Комунар заболеет, придёт на приём, лягет под тополем и спит. Я бегаю, ищу его. А он в комунии живёт, куда ему торопиться. Потом их разогнали. Колхозы сделали.
Конечно, вон кто был Фёдор Бунин! Или Егор Калиныч, Афонькин отец. Коло их дому такой тротуар - иди и смотрись, видишь себя, как в зеркале, - таким асфальтом был сделан. Мельница была паровая, магазин... А потом кто нацарился? Тюха с Матюхой да Колупай с братом.

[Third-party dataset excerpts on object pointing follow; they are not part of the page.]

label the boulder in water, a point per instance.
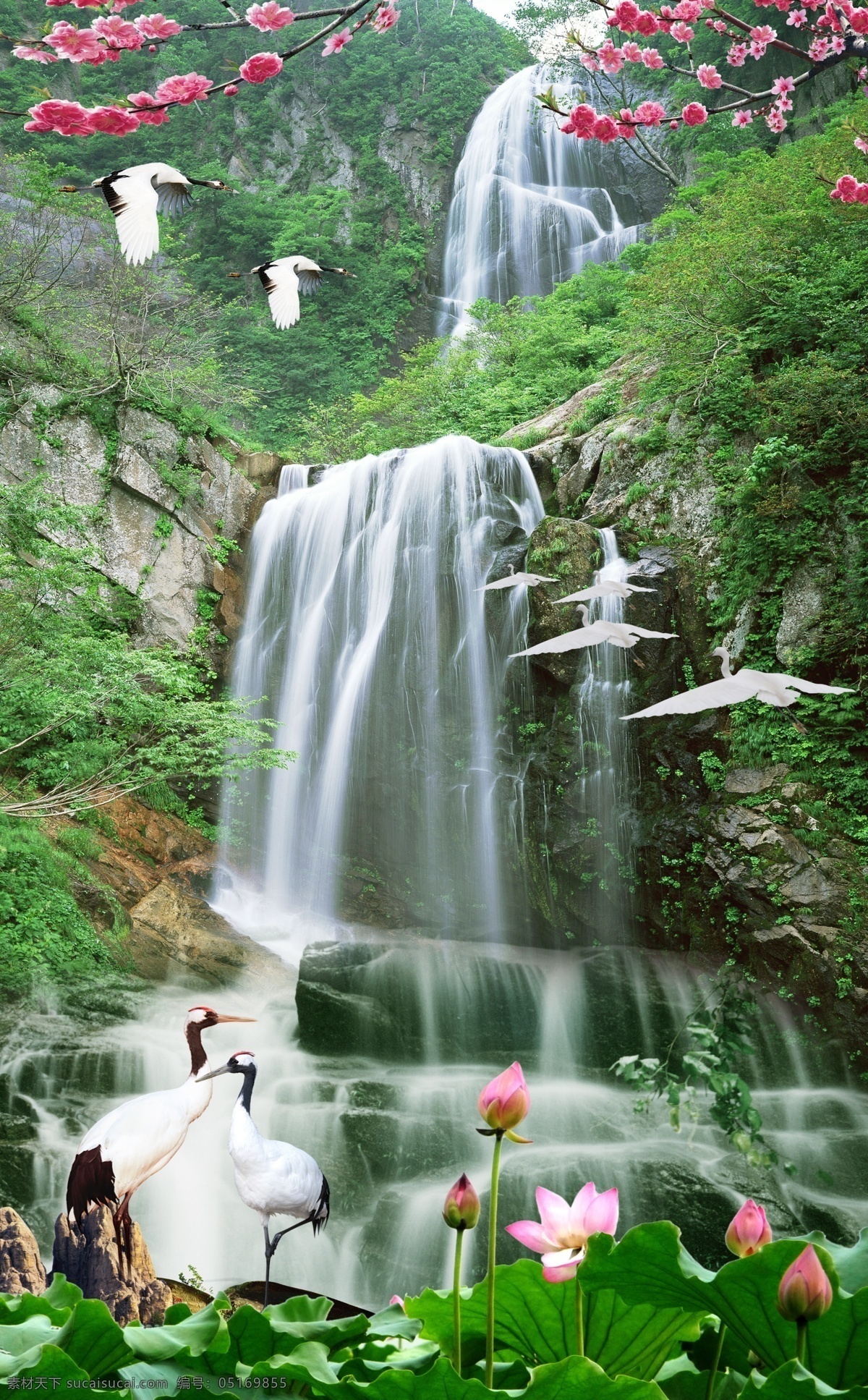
(88, 1257)
(22, 1269)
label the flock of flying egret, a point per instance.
(137, 193)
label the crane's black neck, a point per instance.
(247, 1088)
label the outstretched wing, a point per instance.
(281, 281)
(703, 697)
(133, 203)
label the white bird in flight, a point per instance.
(607, 588)
(283, 279)
(136, 195)
(514, 580)
(272, 1178)
(591, 633)
(139, 1137)
(770, 687)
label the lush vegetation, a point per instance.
(308, 154)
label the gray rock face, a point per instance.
(88, 1257)
(22, 1269)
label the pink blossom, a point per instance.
(157, 27)
(184, 88)
(563, 1231)
(76, 45)
(650, 114)
(646, 22)
(506, 1100)
(142, 101)
(748, 1231)
(804, 1292)
(625, 16)
(846, 190)
(336, 43)
(65, 118)
(386, 17)
(27, 51)
(260, 66)
(582, 121)
(269, 16)
(114, 121)
(694, 114)
(707, 76)
(605, 129)
(118, 34)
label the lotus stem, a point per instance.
(459, 1236)
(499, 1140)
(716, 1362)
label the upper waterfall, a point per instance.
(387, 668)
(529, 206)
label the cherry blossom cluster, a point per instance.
(835, 33)
(109, 34)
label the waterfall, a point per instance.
(386, 666)
(529, 205)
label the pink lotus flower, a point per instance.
(563, 1231)
(184, 88)
(461, 1207)
(336, 43)
(748, 1231)
(65, 118)
(269, 16)
(114, 121)
(694, 114)
(386, 17)
(506, 1100)
(650, 114)
(804, 1292)
(260, 66)
(142, 101)
(707, 76)
(157, 27)
(27, 51)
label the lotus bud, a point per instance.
(748, 1231)
(804, 1292)
(461, 1208)
(506, 1100)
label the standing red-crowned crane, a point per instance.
(283, 279)
(136, 195)
(272, 1178)
(139, 1137)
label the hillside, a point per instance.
(347, 160)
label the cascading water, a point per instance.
(367, 627)
(529, 206)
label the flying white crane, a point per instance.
(513, 580)
(136, 195)
(591, 633)
(283, 279)
(272, 1178)
(770, 687)
(607, 588)
(139, 1137)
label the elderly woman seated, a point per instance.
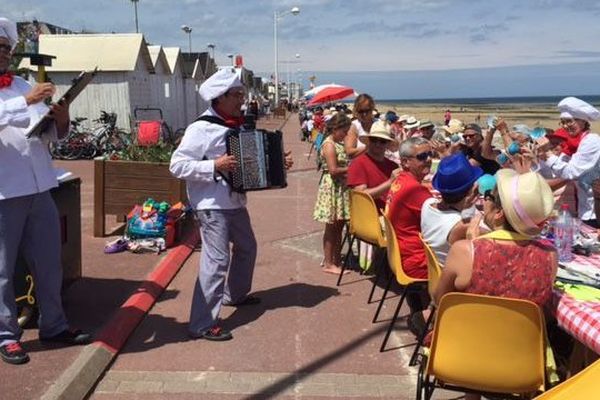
(509, 261)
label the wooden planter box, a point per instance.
(119, 185)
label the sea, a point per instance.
(541, 100)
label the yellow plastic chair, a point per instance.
(487, 345)
(364, 225)
(405, 281)
(583, 386)
(434, 272)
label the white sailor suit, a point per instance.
(225, 276)
(28, 216)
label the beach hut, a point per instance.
(178, 84)
(125, 79)
(162, 88)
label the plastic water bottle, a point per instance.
(564, 227)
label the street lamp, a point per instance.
(211, 48)
(135, 10)
(188, 30)
(276, 17)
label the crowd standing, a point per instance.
(480, 197)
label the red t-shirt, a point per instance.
(405, 200)
(571, 143)
(364, 170)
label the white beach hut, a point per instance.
(125, 79)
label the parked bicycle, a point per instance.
(79, 143)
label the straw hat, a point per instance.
(411, 122)
(572, 107)
(454, 126)
(380, 130)
(526, 199)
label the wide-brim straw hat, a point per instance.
(412, 122)
(381, 130)
(527, 200)
(454, 126)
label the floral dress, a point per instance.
(523, 271)
(333, 198)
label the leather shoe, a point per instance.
(248, 301)
(13, 353)
(72, 338)
(216, 333)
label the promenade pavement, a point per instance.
(307, 339)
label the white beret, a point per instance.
(8, 29)
(577, 108)
(219, 83)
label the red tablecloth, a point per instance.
(581, 319)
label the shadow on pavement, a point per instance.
(292, 295)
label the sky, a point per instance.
(392, 49)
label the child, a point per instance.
(333, 200)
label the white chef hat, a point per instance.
(219, 83)
(572, 107)
(8, 29)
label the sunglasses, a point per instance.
(378, 140)
(424, 156)
(567, 121)
(4, 48)
(489, 196)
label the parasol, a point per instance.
(331, 94)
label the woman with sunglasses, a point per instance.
(364, 105)
(584, 166)
(509, 261)
(373, 173)
(333, 203)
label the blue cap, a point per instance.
(455, 174)
(486, 182)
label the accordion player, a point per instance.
(260, 157)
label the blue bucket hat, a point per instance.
(455, 174)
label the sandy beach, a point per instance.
(545, 115)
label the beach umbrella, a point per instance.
(331, 94)
(309, 94)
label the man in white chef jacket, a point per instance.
(28, 216)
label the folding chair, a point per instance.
(434, 272)
(365, 226)
(405, 281)
(583, 386)
(487, 345)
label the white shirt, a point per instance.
(436, 225)
(361, 132)
(194, 161)
(581, 167)
(25, 164)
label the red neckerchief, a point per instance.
(230, 121)
(6, 80)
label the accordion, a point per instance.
(260, 157)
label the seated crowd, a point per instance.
(480, 208)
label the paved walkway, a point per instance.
(308, 338)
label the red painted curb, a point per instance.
(116, 332)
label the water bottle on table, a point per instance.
(564, 229)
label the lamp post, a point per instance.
(188, 30)
(135, 11)
(211, 48)
(276, 17)
(289, 76)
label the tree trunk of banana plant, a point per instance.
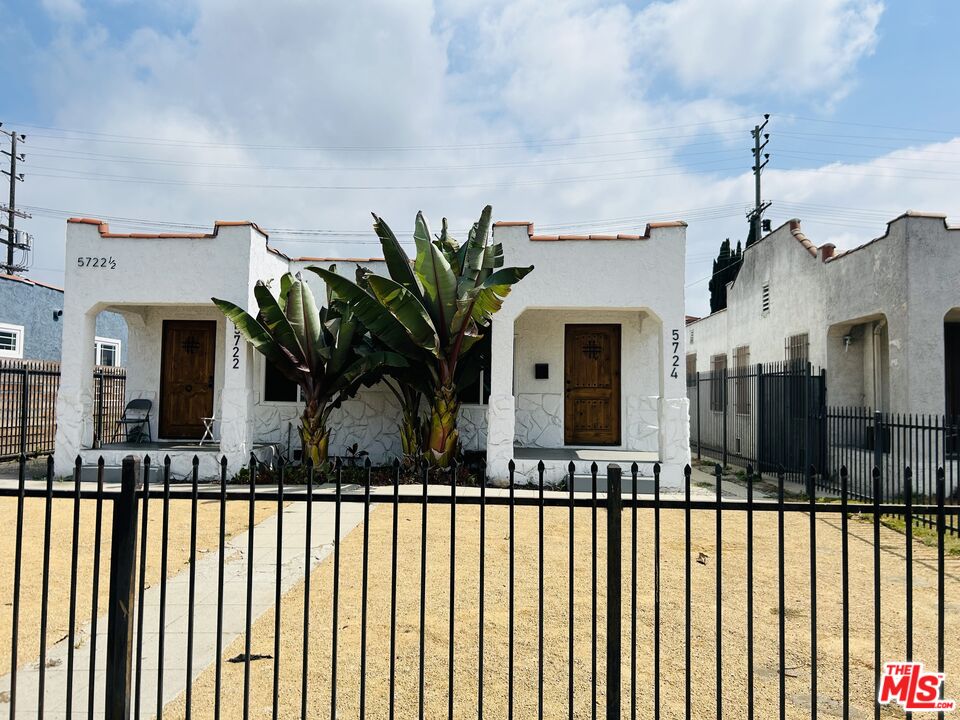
(444, 441)
(314, 437)
(411, 434)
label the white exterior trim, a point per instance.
(17, 332)
(99, 342)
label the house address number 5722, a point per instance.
(103, 263)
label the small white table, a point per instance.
(208, 429)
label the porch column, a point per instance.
(236, 399)
(75, 395)
(501, 410)
(674, 405)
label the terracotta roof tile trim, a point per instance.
(104, 229)
(581, 238)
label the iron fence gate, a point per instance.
(653, 630)
(28, 399)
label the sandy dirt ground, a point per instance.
(556, 618)
(61, 528)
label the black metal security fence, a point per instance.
(28, 399)
(764, 414)
(453, 601)
(773, 416)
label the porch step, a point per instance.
(114, 473)
(583, 482)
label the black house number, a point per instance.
(103, 263)
(675, 345)
(236, 349)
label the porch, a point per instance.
(180, 452)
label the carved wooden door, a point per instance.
(186, 377)
(592, 385)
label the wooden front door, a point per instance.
(186, 377)
(591, 404)
(951, 352)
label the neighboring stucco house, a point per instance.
(31, 326)
(882, 319)
(585, 355)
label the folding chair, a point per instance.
(135, 416)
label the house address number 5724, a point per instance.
(675, 346)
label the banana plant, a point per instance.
(432, 311)
(322, 349)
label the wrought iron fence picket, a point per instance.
(610, 693)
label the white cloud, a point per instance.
(461, 78)
(64, 11)
(748, 47)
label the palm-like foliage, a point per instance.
(322, 349)
(432, 311)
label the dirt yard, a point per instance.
(208, 529)
(556, 619)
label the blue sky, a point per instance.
(575, 114)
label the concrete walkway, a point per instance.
(205, 619)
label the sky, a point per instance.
(579, 115)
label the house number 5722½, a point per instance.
(675, 346)
(101, 262)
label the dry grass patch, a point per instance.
(61, 545)
(556, 619)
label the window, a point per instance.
(718, 366)
(11, 340)
(797, 349)
(107, 351)
(277, 387)
(741, 379)
(476, 372)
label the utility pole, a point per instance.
(755, 216)
(14, 241)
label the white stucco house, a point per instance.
(585, 356)
(883, 319)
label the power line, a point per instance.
(623, 175)
(139, 139)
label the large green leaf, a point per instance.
(304, 318)
(407, 309)
(487, 299)
(277, 323)
(476, 246)
(286, 282)
(439, 281)
(343, 345)
(260, 338)
(398, 263)
(378, 320)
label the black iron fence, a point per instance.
(541, 602)
(776, 415)
(761, 414)
(28, 399)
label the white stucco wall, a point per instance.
(636, 282)
(590, 278)
(149, 277)
(539, 338)
(894, 291)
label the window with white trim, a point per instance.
(11, 340)
(107, 351)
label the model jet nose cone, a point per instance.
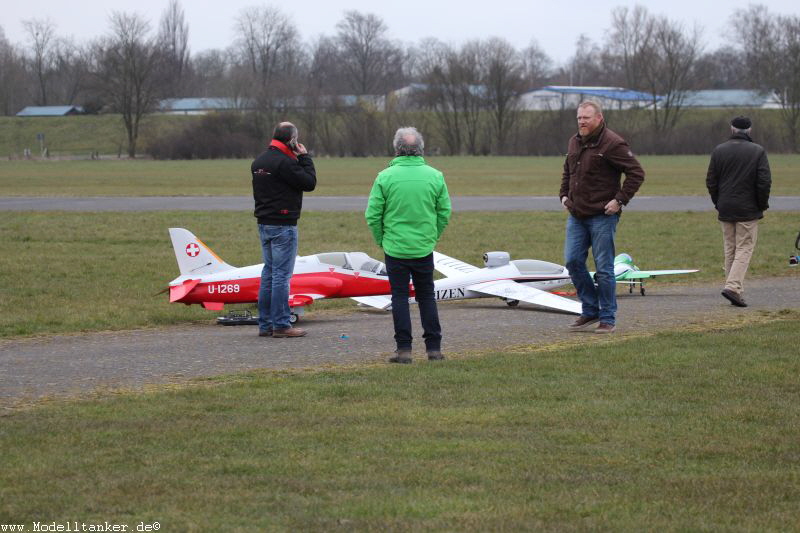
(623, 258)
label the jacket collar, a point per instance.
(743, 136)
(283, 148)
(593, 138)
(407, 160)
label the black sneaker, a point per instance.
(401, 356)
(584, 323)
(735, 298)
(435, 355)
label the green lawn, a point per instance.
(66, 272)
(680, 431)
(510, 176)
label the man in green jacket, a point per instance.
(408, 209)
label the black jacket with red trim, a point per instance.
(278, 184)
(739, 179)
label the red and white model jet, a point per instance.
(211, 282)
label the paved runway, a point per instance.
(348, 203)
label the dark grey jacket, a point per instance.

(Фёдор Бунин - один из первых митинских богатеев и первый митинский большевик. По словам его внука Виктора Епишева, Фёдор организовал одну из первых коммун, отдал в неё всё имущество. Но работать толком коммунары так и не стали, они даже тёмную Фёдору устраивали, чтобы он оставил их в покое.)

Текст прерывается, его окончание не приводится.